First, correct the grammar. It should probably be 'This is the back story of my words'. Then, break it down into parts. Explain each part of the story clearly, starting from the beginning. For example, if your words were about a trip, start with why you decided to go on the trip.
If you want to make 'these is my words back story' more understandable, you have to fix the grammar error. Then, think about the main points of your story. Are you trying to convey an emotion, an experience, or a thought? Organize your story around those main points. For instance, if your words were about a friendship, talk about how you met the friend, the things you've done together, and how the friendship has affected you. This way, your back story will be more coherent and easier to understand.
To make 'these is my words back story' more understandable, you need to rephrase it.
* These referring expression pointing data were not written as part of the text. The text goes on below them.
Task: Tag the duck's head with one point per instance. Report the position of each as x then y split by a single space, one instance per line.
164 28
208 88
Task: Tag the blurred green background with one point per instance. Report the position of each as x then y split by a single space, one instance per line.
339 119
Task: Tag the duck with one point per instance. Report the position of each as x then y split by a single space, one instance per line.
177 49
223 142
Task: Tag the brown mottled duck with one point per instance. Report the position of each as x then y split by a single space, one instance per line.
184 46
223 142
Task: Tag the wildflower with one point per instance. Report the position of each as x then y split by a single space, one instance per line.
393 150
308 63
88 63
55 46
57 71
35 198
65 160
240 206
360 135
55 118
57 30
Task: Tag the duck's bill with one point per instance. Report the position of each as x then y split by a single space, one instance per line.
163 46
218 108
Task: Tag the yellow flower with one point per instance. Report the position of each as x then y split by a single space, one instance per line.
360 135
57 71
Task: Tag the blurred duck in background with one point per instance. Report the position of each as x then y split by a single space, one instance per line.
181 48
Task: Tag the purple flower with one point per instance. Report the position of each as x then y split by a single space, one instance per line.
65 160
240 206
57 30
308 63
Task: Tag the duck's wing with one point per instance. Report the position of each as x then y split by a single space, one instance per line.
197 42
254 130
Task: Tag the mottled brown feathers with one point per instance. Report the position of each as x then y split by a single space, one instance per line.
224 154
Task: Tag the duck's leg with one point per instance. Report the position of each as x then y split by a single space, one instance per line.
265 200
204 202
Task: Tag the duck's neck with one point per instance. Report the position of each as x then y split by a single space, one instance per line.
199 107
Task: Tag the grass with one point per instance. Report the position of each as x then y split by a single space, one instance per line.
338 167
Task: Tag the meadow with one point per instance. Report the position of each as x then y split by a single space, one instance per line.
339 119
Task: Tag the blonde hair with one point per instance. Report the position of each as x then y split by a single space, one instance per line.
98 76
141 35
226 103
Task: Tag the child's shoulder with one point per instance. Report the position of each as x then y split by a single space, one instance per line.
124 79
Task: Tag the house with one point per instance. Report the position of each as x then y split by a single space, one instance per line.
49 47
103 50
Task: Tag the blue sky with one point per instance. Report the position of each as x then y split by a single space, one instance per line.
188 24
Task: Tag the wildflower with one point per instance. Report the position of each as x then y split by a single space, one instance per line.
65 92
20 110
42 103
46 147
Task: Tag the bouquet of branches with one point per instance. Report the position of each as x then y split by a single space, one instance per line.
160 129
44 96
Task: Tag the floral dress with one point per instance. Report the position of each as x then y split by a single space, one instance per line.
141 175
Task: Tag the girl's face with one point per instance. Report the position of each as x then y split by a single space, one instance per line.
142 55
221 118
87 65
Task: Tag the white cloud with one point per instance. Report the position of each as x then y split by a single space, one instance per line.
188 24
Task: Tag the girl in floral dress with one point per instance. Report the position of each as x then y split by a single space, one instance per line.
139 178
After that, use simple language and a logical structure. Suppose your words were about a hobby. You could start by saying when you first got interested in the hobby, what attracted you to it, and how it has evolved over time. Also, provide examples related to your words to illustrate your points better.
To make comics more understandable, focus on good panel layout and sequencing. Make sure the flow of the story is intuitive. Also, keep the dialogue concise and relevant. And don't forget to have consistent character designs so readers can easily recognize them.
Another way could be 'too significant to be part of the given story'. This rephrasing makes it a bit more general and easier to understand as it removes the rather unclear 'anal' part which might be a misnomer or just a very strange addition to the phrase.
Add some mystery. Don't reveal everything at once. For example, your character could have a strange mark on their body that they don't fully understand the origin of. This could be something that other characters in the game might be curious about. Another way is to include some unexpected twists. Maybe your character was supposed to be a simple farmer, but due to a chance encounter with a powerful wizard, they were thrust into the world of adventure. You can also give your character some unique goals. Instead of the typical 'find treasure' goal, they could be on a quest to find a long - lost family heirloom that has special powers.
We could rewrite it as 'The person/thing named Jerker visits once more'.
It could be corrected to'mom accidentally came in the story'.
One way to rephrase it could be 'the first story she told regarding [fill in relevant non - inappropriate content]'. Since the original 'first anal her story' is so jumbled and unclear, we have to assume some general meaning to rephrase it in a more understandable way.
Make your characters unique. Give them quirks or unusual backstories. A character with a strange phobia or a secret talent will stick in the reader's mind. Also, a strong emotional core helps. If your story makes the reader feel something deeply, like joy or sadness, it'll be more memorable.
Add some fun stickers. There are many school - related stickers like little backpacks or apples for teachers. You can also use animated text to write something catchy about going back to school, like 'Back to school, new adventures await!'. Include some music in the background if it's a video story. A peppy, upbeat tune can make it more engaging.
One way could be 'True story about a dog and a brother's strange situation'. This gets rid of the unclear and potentially inappropriate 'sex' part and focuses on the general idea of a strange story involving a dog and a brother.
Another option is 'In a CBT story, no excessive dominance is allowed'. This rewrite keeps the focus on the CBT aspect and clearly states that there should be no extreme form of dominance in the story, which was what the original phrase was trying to imply in a rather unclear and inappropriate way.